Background & Motivation

Background: With the rapid development of diffusion models such as Stable Diffusion and Midjourney, generating highly realistic images has become extremely easy. Existing AI-generated image detection methods can be categorized into two paradigms: (1) model-agnostic methods, which detect general artifacts (frequency features, texture patterns, etc.) in synthetic images; (2) diffusion model reconstruction methods, which utilize the reconstruction errors of diffusion models to distinguish real from fake images.

Limitations of Prior Work: Both paradigms face common challenges. General artifacts identified during the CNN era (such as spectral anomalies) are no longer present in images generated by modern diffusion models, leading to a sharp decline in cross-model generalization for model-agnostic methods. Diffusion reconstruction methods (such as DIRE and LARE2) rely on the reconstruction capability of specific diffusion models, showing poor detection performance on models unseen during training (especially those using different architectures like VQDM). More fundamentally, collecting large amounts of training data from closed-source models (such as DALL-E and Midjourney) is expensive or impractical.
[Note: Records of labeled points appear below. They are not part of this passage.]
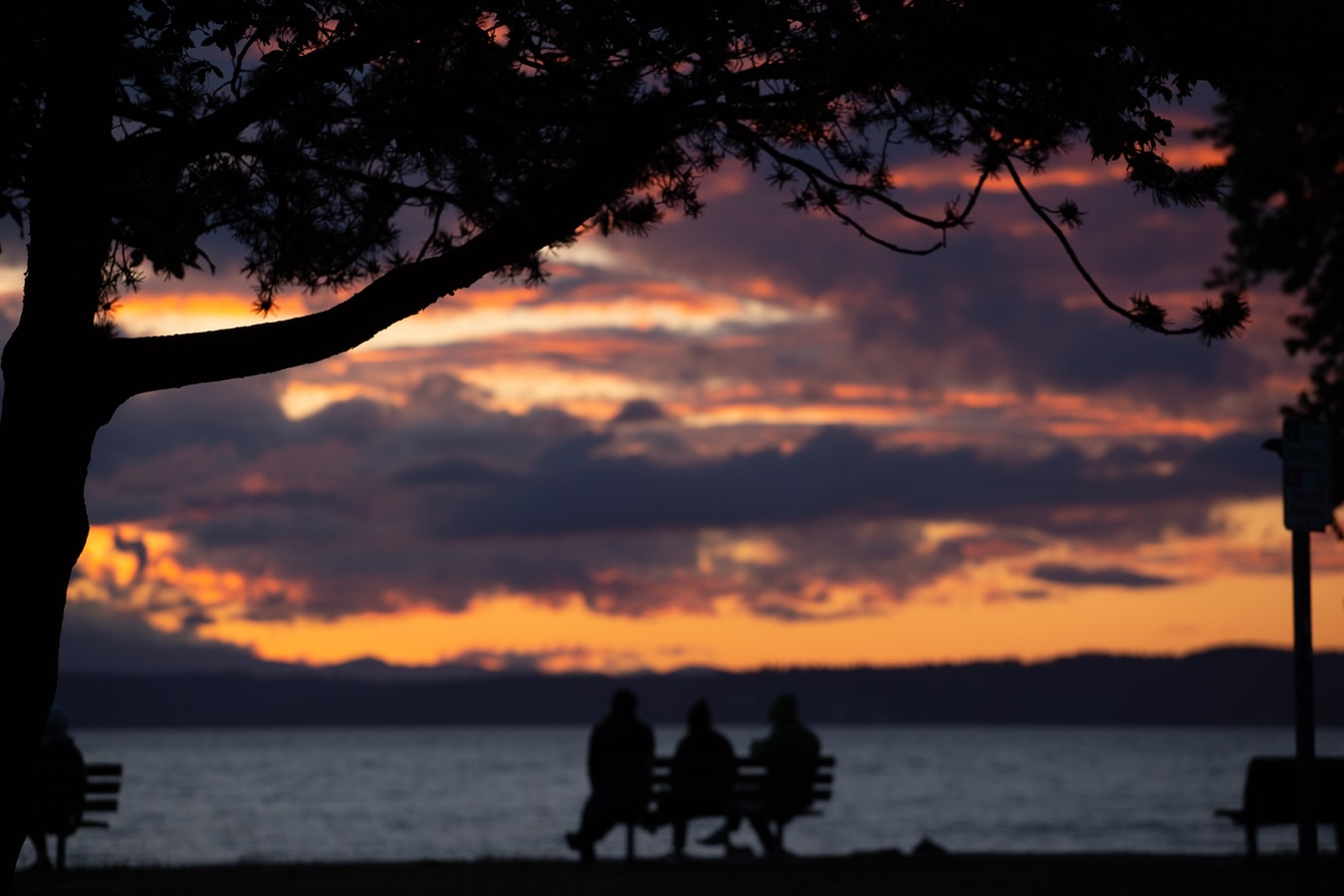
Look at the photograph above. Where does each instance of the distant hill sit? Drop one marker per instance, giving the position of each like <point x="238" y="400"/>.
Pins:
<point x="1226" y="687"/>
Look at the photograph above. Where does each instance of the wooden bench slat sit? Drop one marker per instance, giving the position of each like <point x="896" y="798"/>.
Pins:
<point x="101" y="778"/>
<point x="1269" y="795"/>
<point x="749" y="786"/>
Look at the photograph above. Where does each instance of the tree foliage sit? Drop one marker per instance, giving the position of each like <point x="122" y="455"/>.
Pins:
<point x="396" y="150"/>
<point x="310" y="131"/>
<point x="1282" y="122"/>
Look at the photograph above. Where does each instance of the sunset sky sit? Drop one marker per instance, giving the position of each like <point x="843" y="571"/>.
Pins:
<point x="750" y="439"/>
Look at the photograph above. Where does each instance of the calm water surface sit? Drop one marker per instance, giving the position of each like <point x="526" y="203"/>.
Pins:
<point x="346" y="794"/>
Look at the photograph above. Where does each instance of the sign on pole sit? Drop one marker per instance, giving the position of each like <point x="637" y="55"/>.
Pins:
<point x="1308" y="493"/>
<point x="1308" y="507"/>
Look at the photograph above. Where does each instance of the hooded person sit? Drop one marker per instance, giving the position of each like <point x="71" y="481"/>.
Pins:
<point x="702" y="774"/>
<point x="789" y="751"/>
<point x="620" y="766"/>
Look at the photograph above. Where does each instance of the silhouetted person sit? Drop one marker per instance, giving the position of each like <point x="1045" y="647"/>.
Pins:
<point x="60" y="786"/>
<point x="703" y="769"/>
<point x="620" y="766"/>
<point x="789" y="753"/>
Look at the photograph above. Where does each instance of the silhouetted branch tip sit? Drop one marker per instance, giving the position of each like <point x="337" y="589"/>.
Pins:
<point x="1224" y="319"/>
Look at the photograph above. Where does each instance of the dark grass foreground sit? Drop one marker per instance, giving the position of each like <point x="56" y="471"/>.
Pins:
<point x="878" y="873"/>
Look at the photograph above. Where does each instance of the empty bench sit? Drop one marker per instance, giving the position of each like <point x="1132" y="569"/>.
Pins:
<point x="753" y="794"/>
<point x="1270" y="796"/>
<point x="103" y="784"/>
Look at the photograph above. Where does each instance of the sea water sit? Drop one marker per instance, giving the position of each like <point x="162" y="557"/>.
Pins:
<point x="402" y="794"/>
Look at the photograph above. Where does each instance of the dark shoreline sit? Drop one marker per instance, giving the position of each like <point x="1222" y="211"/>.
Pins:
<point x="883" y="873"/>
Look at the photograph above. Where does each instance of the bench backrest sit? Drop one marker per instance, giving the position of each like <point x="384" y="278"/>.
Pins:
<point x="753" y="778"/>
<point x="1270" y="792"/>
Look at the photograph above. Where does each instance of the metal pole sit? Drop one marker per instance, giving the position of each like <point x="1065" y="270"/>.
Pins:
<point x="1304" y="689"/>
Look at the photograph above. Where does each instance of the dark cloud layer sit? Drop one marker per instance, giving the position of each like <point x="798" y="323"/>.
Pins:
<point x="1066" y="573"/>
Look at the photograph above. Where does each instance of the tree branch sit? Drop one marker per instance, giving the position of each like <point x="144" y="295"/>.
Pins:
<point x="550" y="216"/>
<point x="1152" y="320"/>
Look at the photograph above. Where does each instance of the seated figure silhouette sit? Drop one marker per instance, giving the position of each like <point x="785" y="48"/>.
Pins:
<point x="789" y="751"/>
<point x="702" y="774"/>
<point x="58" y="787"/>
<point x="620" y="766"/>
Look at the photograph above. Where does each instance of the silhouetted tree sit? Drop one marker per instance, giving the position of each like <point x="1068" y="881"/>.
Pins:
<point x="133" y="133"/>
<point x="1282" y="122"/>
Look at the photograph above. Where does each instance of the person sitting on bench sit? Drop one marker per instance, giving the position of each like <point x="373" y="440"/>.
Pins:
<point x="789" y="751"/>
<point x="58" y="786"/>
<point x="701" y="781"/>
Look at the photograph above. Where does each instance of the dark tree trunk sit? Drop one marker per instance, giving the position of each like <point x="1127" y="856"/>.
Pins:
<point x="54" y="399"/>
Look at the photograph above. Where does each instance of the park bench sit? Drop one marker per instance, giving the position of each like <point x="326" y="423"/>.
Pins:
<point x="1270" y="796"/>
<point x="103" y="784"/>
<point x="749" y="795"/>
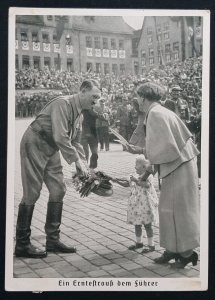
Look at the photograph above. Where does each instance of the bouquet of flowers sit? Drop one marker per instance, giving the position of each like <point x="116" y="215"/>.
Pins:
<point x="97" y="183"/>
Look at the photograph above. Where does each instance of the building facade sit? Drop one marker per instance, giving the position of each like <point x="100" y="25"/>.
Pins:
<point x="76" y="43"/>
<point x="166" y="40"/>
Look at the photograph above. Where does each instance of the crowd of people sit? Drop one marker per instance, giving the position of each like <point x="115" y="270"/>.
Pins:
<point x="187" y="75"/>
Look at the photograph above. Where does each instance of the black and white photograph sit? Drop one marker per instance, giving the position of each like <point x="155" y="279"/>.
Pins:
<point x="107" y="160"/>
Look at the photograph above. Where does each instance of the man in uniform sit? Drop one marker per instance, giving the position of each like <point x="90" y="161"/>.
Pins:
<point x="55" y="129"/>
<point x="177" y="104"/>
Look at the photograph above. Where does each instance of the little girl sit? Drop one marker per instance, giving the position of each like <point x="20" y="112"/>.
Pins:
<point x="142" y="203"/>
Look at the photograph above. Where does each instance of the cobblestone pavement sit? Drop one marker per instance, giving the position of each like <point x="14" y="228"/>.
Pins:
<point x="96" y="226"/>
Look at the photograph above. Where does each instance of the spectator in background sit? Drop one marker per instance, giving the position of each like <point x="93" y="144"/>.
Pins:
<point x="180" y="106"/>
<point x="102" y="125"/>
<point x="89" y="135"/>
<point x="124" y="118"/>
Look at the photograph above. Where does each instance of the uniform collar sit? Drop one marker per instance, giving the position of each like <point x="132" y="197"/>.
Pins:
<point x="150" y="107"/>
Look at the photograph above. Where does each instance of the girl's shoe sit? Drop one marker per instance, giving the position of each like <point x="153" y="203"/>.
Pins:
<point x="166" y="257"/>
<point x="149" y="249"/>
<point x="135" y="246"/>
<point x="183" y="261"/>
Key Challenge: Pursuing a "one-size-fits-all detection metric" (a single classifier to detect all generative models) ignores the fact that artifact features generated by different models vary significantly. However, retraining a classifier for each new model requires vast amounts of data, creating a dilemma of "insufficient generalization vs. excessive data requirements."

Goal: To rapidly adapt the detector using a few (e.g., 10) samples from an unseen generative model to identify its generated images, transforming the impossible "universal detection" problem into a feasible "few-shot adaptation" task.

Key Insight: The authors observe that in practical scenarios, obtaining a small number of samples from unseen models is usually feasible (generating a few images via APIs incurs extremely low cost). The key insight is to treat different generative models as distinct classes rather than grouping them into a generalized "fake" class. This allows the model to learn the specific artifact features associated with each generator, avoiding the pursuit of non-existent "universal artifacts."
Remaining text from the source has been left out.